Week 10 progress

This week, I worked on profiling the object detection inference model using spdlog library across different available backends and targets. After that, I began setting up the environment for gRPC communication between the server and client.

Profiling

To identify bottlenecks and evaluate the performance consistency of the current implementation, I profiled my code using spdlog, exporting results to a log file. I added the profiling section to parts of the code I suspected to be critical or potential performance bottlenecks. Each profiling section looks like:

static int t_count = 0;
static long long t_total_duration = 0;
const auto t_start = std::chrono::system_clock::now();
// Code to be profiled
const auto t_end = std::chrono::steady_clock::now();
const auto t_duration = std::chrono::duration_cast<std::chrono::microseconds>(t_end - t_start).count();
t_total_duration += t_duration;
t_count++;
if (t_count == 10) {
    double t_average = static_cast<double>(t_total_duration) / t_count;
    if (enable_profiling) spdlog::info("{} cycles average duration: {} us", t_count, t_average);
    t_count = 0;
    t_total_duration = 0;
}

The two main parts consuming most of the execution time were:

  1. Loading the neural network
  2. Performing core inference on the image frame

To gain insight into the current implementation across to different backends and targets, I built the OpenCV library from source with both OpenVINO and CUDA support.
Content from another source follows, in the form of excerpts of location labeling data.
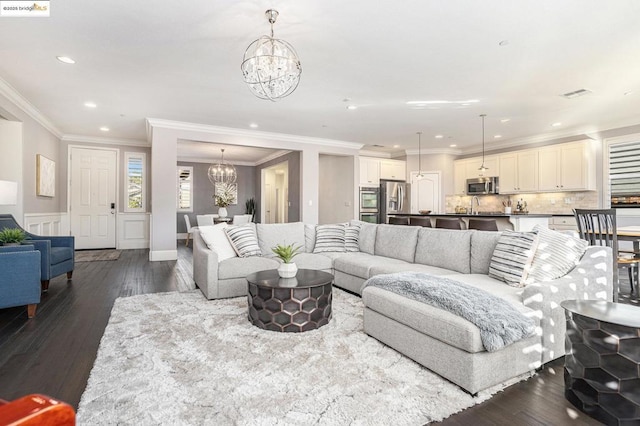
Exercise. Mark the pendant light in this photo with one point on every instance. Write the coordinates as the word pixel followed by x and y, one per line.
pixel 270 66
pixel 222 172
pixel 483 168
pixel 419 155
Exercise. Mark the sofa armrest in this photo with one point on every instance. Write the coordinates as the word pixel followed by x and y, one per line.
pixel 592 278
pixel 205 267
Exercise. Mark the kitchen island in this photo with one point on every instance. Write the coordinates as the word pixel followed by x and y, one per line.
pixel 516 222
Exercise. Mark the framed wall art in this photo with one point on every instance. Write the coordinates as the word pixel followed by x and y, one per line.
pixel 45 176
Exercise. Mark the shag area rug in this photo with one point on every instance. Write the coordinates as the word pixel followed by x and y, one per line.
pixel 179 359
pixel 92 255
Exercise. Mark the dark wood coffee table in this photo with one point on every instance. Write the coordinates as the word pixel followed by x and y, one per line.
pixel 296 304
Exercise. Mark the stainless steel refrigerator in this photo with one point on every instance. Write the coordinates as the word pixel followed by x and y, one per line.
pixel 395 197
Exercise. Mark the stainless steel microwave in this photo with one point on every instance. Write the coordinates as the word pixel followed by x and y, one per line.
pixel 482 186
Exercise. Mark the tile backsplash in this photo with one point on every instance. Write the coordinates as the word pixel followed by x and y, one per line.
pixel 543 203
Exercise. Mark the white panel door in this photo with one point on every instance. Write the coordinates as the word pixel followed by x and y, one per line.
pixel 425 192
pixel 93 198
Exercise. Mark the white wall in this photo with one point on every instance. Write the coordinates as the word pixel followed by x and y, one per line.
pixel 337 188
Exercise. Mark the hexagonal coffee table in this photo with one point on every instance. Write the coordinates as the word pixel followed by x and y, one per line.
pixel 296 304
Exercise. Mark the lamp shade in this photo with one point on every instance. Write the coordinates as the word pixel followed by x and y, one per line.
pixel 8 193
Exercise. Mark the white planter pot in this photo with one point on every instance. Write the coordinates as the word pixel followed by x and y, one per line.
pixel 287 270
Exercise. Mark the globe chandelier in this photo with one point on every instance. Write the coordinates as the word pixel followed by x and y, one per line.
pixel 222 172
pixel 271 66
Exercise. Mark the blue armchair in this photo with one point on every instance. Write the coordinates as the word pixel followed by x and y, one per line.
pixel 56 253
pixel 20 277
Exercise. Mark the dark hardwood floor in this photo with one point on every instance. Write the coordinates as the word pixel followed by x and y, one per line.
pixel 54 352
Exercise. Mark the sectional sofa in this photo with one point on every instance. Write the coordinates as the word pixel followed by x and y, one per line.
pixel 435 338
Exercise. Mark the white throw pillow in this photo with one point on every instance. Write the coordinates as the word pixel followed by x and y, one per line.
pixel 216 239
pixel 244 240
pixel 557 253
pixel 329 238
pixel 512 257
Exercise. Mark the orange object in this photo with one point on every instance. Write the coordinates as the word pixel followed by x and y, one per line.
pixel 36 409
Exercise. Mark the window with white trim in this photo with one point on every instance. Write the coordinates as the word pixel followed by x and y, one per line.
pixel 624 174
pixel 135 181
pixel 185 188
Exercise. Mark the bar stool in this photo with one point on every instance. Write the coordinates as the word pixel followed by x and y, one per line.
pixel 448 223
pixel 398 220
pixel 483 224
pixel 420 221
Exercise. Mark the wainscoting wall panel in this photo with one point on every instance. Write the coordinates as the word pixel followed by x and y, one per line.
pixel 133 230
pixel 46 224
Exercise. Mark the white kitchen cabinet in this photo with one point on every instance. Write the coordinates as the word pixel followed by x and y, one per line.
pixel 393 169
pixel 518 172
pixel 567 167
pixel 369 171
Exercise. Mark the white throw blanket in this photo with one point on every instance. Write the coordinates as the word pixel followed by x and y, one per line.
pixel 499 322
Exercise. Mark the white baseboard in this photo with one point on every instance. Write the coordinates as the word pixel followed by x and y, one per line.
pixel 160 255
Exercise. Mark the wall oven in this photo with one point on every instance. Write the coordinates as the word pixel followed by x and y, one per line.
pixel 370 204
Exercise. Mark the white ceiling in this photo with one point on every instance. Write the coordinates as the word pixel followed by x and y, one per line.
pixel 181 61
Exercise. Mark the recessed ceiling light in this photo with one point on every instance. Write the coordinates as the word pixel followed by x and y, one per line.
pixel 65 59
pixel 423 103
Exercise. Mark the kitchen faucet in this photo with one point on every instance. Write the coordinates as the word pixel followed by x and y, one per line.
pixel 475 197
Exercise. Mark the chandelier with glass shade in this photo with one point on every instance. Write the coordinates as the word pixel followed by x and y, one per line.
pixel 271 66
pixel 222 172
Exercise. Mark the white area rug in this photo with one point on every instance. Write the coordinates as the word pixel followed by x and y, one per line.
pixel 178 359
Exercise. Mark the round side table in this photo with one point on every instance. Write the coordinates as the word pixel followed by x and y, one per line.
pixel 602 362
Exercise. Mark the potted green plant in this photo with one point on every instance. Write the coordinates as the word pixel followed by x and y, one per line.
pixel 223 196
pixel 286 253
pixel 250 208
pixel 12 236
The results below shows execution times (in microseconds) for the core inference step:

Backend Average 10 cycles result [uS]
DNN_BACKEND_DEFAULT 187583 (min 135162)
DNN_BACKEND_INFERENCE_ENGINE (OpenVINO) 79448 (min 67885)
DNN_BACKEND_CUDA 28134 (min 21869)

gRPC environment

I began exploring gRPC for Dart and CPP, which will be used for the server and client sides respectively. I installed the necessary dependencies for both sides and ran client/server examples to verify the environment setup. After discussing with my mentor, we decided to assign the server role to the Flutter app so it can control the lifecycle of the program.

Protocol Buffers

As a starting point for integrating the gRPC communication, I defined the message types and communication sequence between the server and client using Protocol Buffers. The current .proto file contains the Remote procedure calls (RPCs) that would:

  1. Register the current inference models at Flutter app rpc registerModels (ModelListRequest) returns (ModelListResponse)
  2. Connect the Flutter app with the selected model by the user rpc connect (ConnectRequest) returns (ConnectResponse)
  3. Send the stream of detections by inference model rpc streamDetections(stream Detection) returns (stream Ack)

Next Steps

  1. Integrate the gRPC CPP client with the current system, then test it using a dummy server
  2. Train the required YOLO model for the traffic signs detection mode.
  3. Integrate the gRPC Dart server into the Flutter App.